We feel that the unanimous vote to keep policy settings unchanged was seen as an initial Sterling-positive development as it would suggest the bar to further quantitative easing and further interest rate cuts is potentially higher than markets might have expected.

Another pro-Sterling takeaway was a view contained in the statement that their latest set of economic projections are done from "a less weak starting point", suggesting the economy had performed better than they had previously expected over recent weeks.

The Pound-to-Euro exchange rate rose to a high of 1.1068 in the immediate wake of the statement, from a low of 1.1045 pre-statement. The Pound-to-Dollar exchange rate went from a low at 1.3120 to a high at 1.3167.

"Sterling has initially spiked higher in the wake of the BoE announcement possibly helped by a lack of indication that a move to negative interest rates is imminent," says Rhys Herbert, Senior Economist at Lloyds Bank.
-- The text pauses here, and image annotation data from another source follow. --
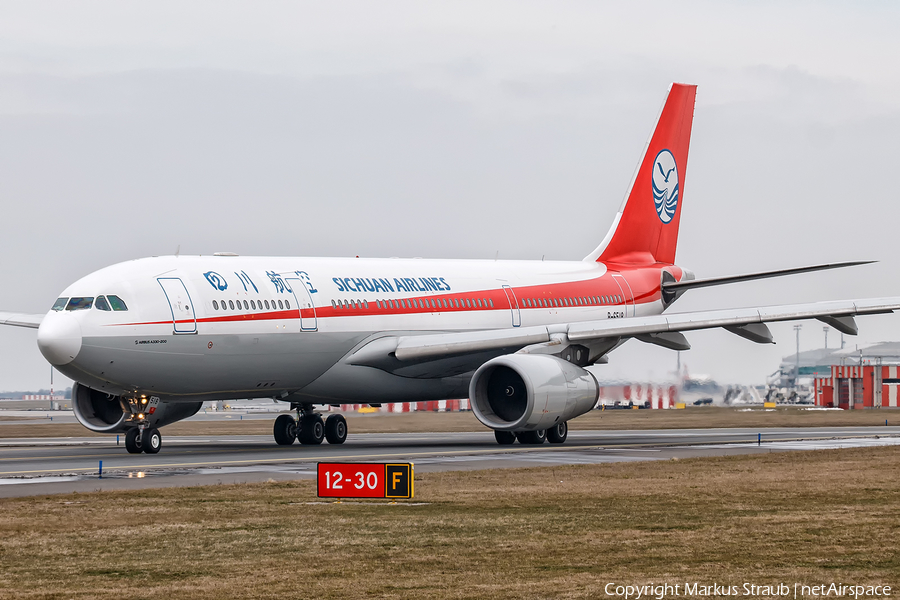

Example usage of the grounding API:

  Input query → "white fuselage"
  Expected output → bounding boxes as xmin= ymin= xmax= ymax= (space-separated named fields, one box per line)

xmin=38 ymin=256 xmax=680 ymax=403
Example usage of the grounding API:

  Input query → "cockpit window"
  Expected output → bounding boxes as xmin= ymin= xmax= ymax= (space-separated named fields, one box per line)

xmin=107 ymin=294 xmax=128 ymax=310
xmin=66 ymin=297 xmax=94 ymax=310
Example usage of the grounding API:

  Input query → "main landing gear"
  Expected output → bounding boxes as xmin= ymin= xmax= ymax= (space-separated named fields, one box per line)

xmin=125 ymin=427 xmax=162 ymax=454
xmin=494 ymin=421 xmax=569 ymax=446
xmin=273 ymin=404 xmax=347 ymax=446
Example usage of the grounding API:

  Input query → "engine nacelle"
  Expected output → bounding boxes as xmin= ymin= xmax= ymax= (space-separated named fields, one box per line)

xmin=72 ymin=383 xmax=203 ymax=433
xmin=469 ymin=354 xmax=600 ymax=431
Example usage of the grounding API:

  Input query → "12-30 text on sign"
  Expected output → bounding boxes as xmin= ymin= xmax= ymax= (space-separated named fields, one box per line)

xmin=317 ymin=463 xmax=413 ymax=498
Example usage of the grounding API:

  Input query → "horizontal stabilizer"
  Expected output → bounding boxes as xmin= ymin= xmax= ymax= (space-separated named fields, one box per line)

xmin=662 ymin=260 xmax=875 ymax=292
xmin=725 ymin=323 xmax=775 ymax=344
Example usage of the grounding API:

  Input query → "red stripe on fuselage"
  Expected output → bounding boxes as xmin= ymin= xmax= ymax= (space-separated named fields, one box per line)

xmin=105 ymin=265 xmax=668 ymax=326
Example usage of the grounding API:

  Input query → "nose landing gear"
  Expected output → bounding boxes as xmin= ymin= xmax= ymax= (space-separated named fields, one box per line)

xmin=273 ymin=404 xmax=347 ymax=446
xmin=125 ymin=425 xmax=162 ymax=454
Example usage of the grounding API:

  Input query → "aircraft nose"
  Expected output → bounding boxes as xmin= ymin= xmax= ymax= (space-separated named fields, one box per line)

xmin=38 ymin=312 xmax=81 ymax=367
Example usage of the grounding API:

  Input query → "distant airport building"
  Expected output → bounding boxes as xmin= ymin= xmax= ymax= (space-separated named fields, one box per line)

xmin=801 ymin=342 xmax=900 ymax=409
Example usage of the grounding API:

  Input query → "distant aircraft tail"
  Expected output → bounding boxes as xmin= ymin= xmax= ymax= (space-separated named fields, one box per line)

xmin=584 ymin=83 xmax=697 ymax=264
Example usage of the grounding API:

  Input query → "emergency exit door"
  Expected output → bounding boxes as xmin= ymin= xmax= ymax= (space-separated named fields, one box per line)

xmin=157 ymin=277 xmax=197 ymax=333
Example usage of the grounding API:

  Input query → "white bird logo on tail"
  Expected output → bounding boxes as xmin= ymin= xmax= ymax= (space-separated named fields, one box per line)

xmin=652 ymin=150 xmax=679 ymax=223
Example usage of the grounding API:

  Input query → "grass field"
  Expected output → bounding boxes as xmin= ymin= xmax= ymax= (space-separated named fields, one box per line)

xmin=0 ymin=407 xmax=900 ymax=438
xmin=0 ymin=448 xmax=900 ymax=599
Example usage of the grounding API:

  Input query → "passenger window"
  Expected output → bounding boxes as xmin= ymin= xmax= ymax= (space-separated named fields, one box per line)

xmin=66 ymin=297 xmax=94 ymax=310
xmin=106 ymin=294 xmax=128 ymax=310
Pound to Dollar short-term chart

"Sterling climbs to 5-month highs after the latest BoE decision - unchanged on rates and QE. Not a lot in it but maybe slightly less dovish than some expected with no hints of negative rates any time soon and small upgrades to growth projections," says market analyst David Cheetham at Refinitiv.

Looking at the economy, the Bank expects UK GDP to have been over 20% lower in the second quarter of 2020 than in the fourth quarter of 2019.

"But higher-frequency indicators imply that spending has recovered significantly since the trough in activity in April. Payments data suggest that household consumption in July was less than 10% below its level at the start of the year. Housing market activity appears to have returned to close to normal levels, despite signs of a tightening in credit supply for some households," said the Bank.

One area of concern for the Bank - which will likely ensure the Bank stands ready to increase assistance if necessary - is the unemployment situation. "Considerable uncertainty remains about the prospects for employment after those support schemes unwind. In the near term, the unemployment rate is projected to rise materially, to around 7½% by the end of the year, consistent with a material degree of spare capacity," said the Bank.

The Bank said that interest rates will not rise until inflation starts moving back towards their 2.0% target which is only forecast to be reached in two years' time.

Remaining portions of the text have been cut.